Watermarks
Definition
- Assumption: Any event in the streaming data has an associated logical event timestamp.
- Can use the time of the original event’s occurrence.
- Definition: The watermark is a monotonically increasing timestamp of the oldest work not yet completed.
- Completeness: Watermark allows to know when it’s correct to close a window.
- If watermark has passed a time
T
, we are guaranteed by its monotonic policy that no more processing would occur for an event with event time at or beforeT
.
- If watermark has passed a time
- Visibility
- Watermark cannot advance if an event is being stuck in the pipeline.
- We can find the source of problem if this happens.
- Completeness: Watermark allows to know when it’s correct to close a window.
Source watermark creation
Watermarks can be perfect or heuristic.
- Perfect watermarks account for all data.
- Heuristic watermarks admit some late-data elements.

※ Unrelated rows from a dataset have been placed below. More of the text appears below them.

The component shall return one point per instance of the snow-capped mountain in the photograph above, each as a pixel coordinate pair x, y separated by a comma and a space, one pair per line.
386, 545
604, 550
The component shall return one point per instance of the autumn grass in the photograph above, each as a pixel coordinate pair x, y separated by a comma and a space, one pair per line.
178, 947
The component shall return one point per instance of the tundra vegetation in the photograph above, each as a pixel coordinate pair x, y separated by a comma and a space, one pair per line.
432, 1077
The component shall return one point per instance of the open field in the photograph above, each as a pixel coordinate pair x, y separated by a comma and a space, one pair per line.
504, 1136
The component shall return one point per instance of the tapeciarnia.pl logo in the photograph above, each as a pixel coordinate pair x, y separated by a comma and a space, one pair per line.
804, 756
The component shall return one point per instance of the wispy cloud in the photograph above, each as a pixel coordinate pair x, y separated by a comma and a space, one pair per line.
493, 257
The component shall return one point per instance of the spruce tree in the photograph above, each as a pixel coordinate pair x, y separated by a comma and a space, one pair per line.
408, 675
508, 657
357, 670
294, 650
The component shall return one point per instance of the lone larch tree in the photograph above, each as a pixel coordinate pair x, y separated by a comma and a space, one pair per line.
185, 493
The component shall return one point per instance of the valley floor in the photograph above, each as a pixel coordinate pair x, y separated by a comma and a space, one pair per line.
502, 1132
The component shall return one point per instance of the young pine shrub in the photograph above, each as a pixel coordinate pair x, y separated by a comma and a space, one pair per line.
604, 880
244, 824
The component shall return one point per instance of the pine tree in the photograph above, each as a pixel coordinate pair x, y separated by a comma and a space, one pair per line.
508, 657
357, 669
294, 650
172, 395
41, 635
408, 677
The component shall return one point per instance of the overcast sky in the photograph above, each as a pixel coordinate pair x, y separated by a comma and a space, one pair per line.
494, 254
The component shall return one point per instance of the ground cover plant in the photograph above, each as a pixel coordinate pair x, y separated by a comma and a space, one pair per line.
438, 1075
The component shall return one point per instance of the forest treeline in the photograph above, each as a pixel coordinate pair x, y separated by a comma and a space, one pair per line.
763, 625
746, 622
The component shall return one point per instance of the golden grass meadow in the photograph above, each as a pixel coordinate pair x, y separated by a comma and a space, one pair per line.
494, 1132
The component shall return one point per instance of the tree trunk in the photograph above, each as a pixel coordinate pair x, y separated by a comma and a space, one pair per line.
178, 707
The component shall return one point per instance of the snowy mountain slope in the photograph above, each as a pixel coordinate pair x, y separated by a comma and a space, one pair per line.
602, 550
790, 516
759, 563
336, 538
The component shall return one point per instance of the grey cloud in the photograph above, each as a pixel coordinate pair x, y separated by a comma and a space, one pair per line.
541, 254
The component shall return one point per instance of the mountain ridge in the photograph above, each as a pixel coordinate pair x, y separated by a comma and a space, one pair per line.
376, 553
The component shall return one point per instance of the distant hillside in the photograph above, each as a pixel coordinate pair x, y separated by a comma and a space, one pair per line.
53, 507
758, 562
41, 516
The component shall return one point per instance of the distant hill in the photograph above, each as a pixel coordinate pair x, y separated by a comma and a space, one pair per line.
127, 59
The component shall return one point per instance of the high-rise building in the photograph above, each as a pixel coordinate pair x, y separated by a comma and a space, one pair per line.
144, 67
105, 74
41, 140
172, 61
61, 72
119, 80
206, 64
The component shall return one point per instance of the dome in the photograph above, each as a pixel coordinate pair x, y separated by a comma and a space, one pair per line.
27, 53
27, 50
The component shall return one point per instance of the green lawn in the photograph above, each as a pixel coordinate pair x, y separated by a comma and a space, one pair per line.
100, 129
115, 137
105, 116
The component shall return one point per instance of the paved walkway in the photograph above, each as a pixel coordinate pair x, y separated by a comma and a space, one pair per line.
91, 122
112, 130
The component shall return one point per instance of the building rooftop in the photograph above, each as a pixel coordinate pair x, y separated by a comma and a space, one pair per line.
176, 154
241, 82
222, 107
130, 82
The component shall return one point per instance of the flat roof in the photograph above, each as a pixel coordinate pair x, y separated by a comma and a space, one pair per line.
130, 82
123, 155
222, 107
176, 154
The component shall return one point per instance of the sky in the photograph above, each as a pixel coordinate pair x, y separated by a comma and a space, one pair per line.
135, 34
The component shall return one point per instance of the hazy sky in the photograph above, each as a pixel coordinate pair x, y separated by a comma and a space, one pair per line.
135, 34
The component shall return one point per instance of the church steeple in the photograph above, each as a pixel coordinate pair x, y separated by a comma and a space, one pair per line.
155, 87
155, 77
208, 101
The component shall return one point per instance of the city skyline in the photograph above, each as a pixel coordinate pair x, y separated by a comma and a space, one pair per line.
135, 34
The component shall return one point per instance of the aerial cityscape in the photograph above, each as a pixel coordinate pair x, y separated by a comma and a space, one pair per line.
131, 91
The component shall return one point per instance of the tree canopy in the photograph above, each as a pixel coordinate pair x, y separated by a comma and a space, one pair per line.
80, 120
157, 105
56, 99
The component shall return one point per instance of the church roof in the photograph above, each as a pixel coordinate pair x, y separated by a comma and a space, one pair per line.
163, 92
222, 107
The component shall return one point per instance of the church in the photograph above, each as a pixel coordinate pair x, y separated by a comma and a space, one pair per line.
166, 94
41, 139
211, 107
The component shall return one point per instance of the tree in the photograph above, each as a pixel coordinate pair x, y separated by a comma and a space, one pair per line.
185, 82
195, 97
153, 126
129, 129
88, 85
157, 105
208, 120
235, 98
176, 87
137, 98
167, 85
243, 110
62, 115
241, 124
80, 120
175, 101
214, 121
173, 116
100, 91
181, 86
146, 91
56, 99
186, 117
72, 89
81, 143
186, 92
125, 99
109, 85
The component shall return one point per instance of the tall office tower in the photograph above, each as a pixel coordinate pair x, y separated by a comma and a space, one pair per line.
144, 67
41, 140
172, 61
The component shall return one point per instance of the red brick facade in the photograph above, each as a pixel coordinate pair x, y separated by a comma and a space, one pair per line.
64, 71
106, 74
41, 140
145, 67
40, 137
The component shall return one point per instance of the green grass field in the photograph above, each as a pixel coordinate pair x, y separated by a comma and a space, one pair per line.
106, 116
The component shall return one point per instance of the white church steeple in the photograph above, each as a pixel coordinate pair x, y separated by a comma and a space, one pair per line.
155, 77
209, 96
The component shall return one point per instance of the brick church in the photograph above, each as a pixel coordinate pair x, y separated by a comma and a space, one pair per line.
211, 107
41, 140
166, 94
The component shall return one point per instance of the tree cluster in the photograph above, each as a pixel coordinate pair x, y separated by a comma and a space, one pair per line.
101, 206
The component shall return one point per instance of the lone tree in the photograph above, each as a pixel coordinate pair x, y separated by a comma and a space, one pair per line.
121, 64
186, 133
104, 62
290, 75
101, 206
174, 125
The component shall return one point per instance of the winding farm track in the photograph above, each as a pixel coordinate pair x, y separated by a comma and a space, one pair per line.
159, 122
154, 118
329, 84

Perfect watermark creation
This requires perfect knowledge of the input, thus is not impractical for many real-world problems. Following examples can utilize perfect watermarks.
- Ingress timestamping
- Use the ingress times as the event times fot data items.

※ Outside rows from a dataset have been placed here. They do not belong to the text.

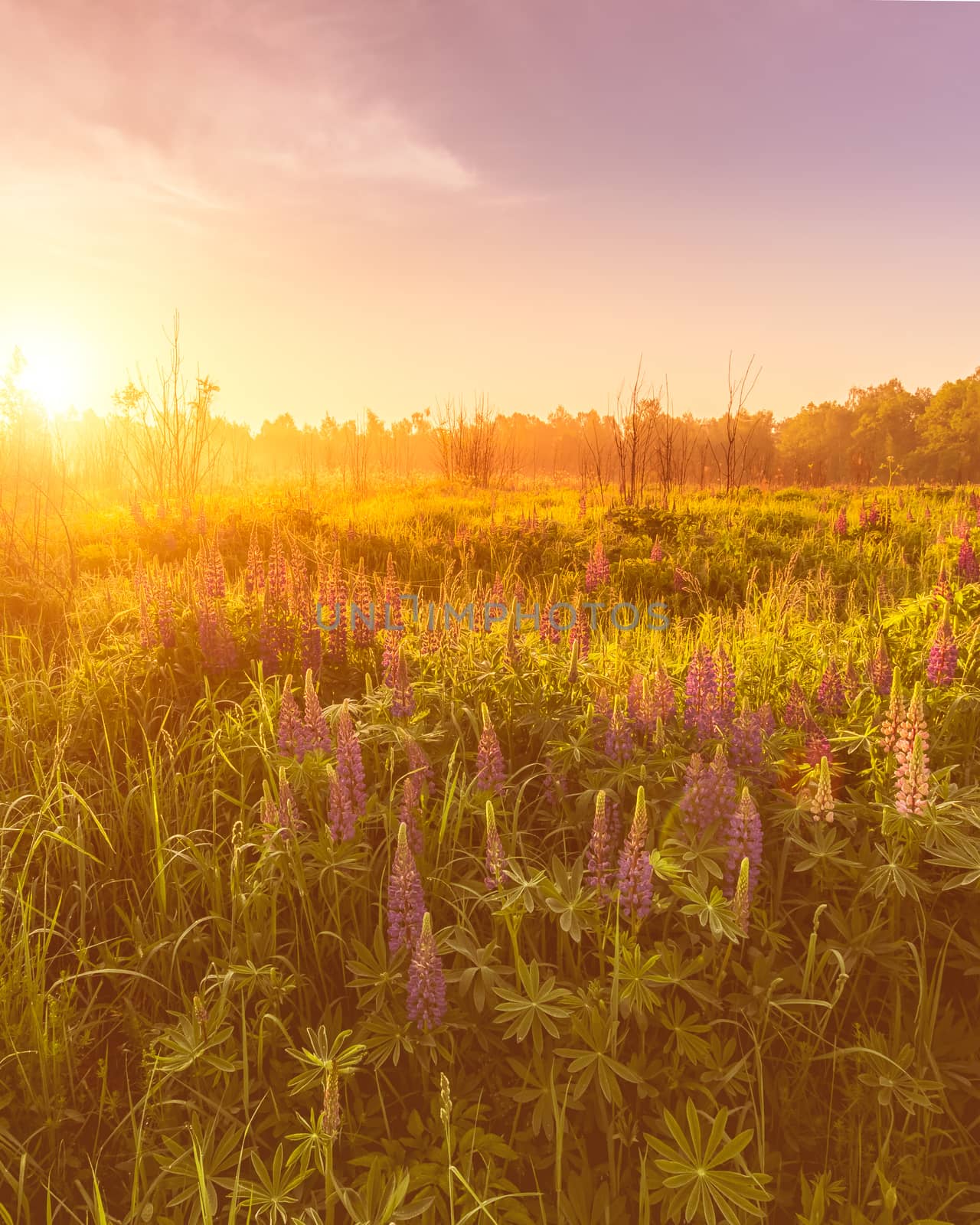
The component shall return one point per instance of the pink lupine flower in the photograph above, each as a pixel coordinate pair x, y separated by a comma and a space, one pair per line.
831, 692
599, 854
495, 859
942, 658
597, 571
426, 983
315, 720
822, 796
967, 563
912, 781
490, 769
291, 729
795, 714
619, 741
881, 671
406, 898
710, 790
635, 875
743, 835
894, 716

- Static sets of time-ordered logs.
- Just the minimum timestamp of unprocessed records across all partitions.
Heuristic watermark creation
Using heuristic watermarks can lead to late data, but it’s still possible to build a highly accurate heuristic watermarks. For example,
- Dynamic sets of time-ordered logs
- By tracking the minimum timestamp for unprocessed records in known set, growth rates, external knowledge like network topology and bandwidth.
- Google Cloud Pub/Sub
- No guarantee on in-order delivery.
There is no one-fits-all solution. At least, we simplify the problem of tracking completeness in a pipeline, into the problem of creating a watermark at the source.
Watermark propagation
A pipeline may have multiple independent stages. It’s meaningful to track individual watermarks for these stages. Note that for stages come later, their watermark is older than those of prior stages, since they have seen less records.
For a stage, defining watermarks at boundaries. We can calculate the amount of event-time latency/lag introduced by a stage.
- Input watermark:
- minimum of the output watermarks of its upstream input/sources/stages.
- Output watermark:
- minimum of its input watermark and event times of all non-late active messages within the stage.

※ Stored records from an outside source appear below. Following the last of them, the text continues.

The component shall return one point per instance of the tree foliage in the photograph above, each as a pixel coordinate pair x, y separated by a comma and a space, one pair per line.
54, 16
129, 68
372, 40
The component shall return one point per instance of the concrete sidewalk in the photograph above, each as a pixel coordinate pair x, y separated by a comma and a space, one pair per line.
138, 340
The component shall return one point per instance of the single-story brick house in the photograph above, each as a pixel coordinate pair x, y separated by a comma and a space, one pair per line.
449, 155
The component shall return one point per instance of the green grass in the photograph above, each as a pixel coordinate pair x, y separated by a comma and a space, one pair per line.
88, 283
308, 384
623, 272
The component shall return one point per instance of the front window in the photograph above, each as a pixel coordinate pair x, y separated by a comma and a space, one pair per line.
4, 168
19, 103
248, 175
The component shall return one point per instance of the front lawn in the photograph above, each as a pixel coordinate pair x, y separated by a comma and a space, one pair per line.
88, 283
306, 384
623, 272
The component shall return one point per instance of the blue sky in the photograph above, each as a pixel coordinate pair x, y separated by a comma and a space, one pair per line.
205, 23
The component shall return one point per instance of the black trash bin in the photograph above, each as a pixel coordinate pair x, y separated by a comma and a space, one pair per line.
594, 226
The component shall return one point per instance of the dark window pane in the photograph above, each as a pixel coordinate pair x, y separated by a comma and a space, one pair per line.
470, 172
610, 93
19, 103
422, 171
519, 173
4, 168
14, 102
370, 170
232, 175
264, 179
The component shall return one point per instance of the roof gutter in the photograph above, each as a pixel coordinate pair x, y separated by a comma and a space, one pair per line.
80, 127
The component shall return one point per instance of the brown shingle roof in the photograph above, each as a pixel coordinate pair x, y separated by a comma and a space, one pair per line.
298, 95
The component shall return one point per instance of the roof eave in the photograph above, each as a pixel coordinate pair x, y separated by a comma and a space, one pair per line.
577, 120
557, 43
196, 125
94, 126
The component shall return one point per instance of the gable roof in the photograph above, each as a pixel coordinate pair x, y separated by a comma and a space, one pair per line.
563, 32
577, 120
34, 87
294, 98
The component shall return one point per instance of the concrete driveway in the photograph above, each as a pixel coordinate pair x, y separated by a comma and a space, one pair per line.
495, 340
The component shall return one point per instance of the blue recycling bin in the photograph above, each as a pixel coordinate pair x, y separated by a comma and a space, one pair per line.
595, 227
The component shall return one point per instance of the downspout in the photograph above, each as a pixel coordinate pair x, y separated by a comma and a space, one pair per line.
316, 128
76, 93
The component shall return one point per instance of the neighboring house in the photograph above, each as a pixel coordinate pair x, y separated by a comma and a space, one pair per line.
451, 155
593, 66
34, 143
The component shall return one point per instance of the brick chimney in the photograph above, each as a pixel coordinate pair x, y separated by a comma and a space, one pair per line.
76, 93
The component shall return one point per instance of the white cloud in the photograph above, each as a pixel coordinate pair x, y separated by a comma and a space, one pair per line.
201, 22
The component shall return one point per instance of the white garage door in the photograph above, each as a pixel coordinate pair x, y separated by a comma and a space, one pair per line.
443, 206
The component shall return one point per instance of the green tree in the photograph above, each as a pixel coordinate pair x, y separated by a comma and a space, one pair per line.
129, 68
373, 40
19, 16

Within a stage, processing is not monolithic, as different components/buffer may exist and they can have their own watermarks as well. Therefore, the output watermark of the stage may be the minimum of:
- Per-source watermark: for each sending stage.
- Per-external input watermark.
- Per-state component watermark: for each type of state that can be written.
- Per-output buffer watermark: for each receiving stage.
Watermark propagation and output timestamps
Within a stage, processing can be divided into windows in event-time domain. The output timestamp of each window advances the output watermark of this stage. We have several choice for the output timestamp for a window:
- End of the window
- allows the smoothest watermark progression.
- Timestamp of the first non-late element
- Most conservative
- Watermark progression may be likely delayed.
- Output watermark is held until that window processing is complete.
- Timestamp of a specific element
- For some special use cases, it may make sense.
The tricky case of overlapping windows
If an element is in 3 overlapping windows, when 1st stage of 1st window complete, the input watermark of the 2nd stage of the 1st window is held by the output watermark of the 1st stage of the 2nd and 3rd windows. This delay is unnecessary. Apache Beam has a special logic for this: output timestamp of N+1
window is always greater than that of N
window.
Percentile Watermarks
Instead of using the minimum of the event timestamps of active messages, we can consider the entire distribution of event timestamps and use percentile watermark.
- A 90-percentile watermark means we are guaranteed to have processed this percentage of all events with earlier timestamp.
- Avoids being delay by outliers.
- A good way to tune the trade-off between latency of materializing results and precision of results.
Processing-time watermarks
- Event-time based watermark is unable to distinguish delays caused by old data or a delayed system (processing being stuck).
- Processing-time watermark is the processing-time timestamp of the oldest active message.
- Can be used at system-implementation level for tasks such as garbage collections.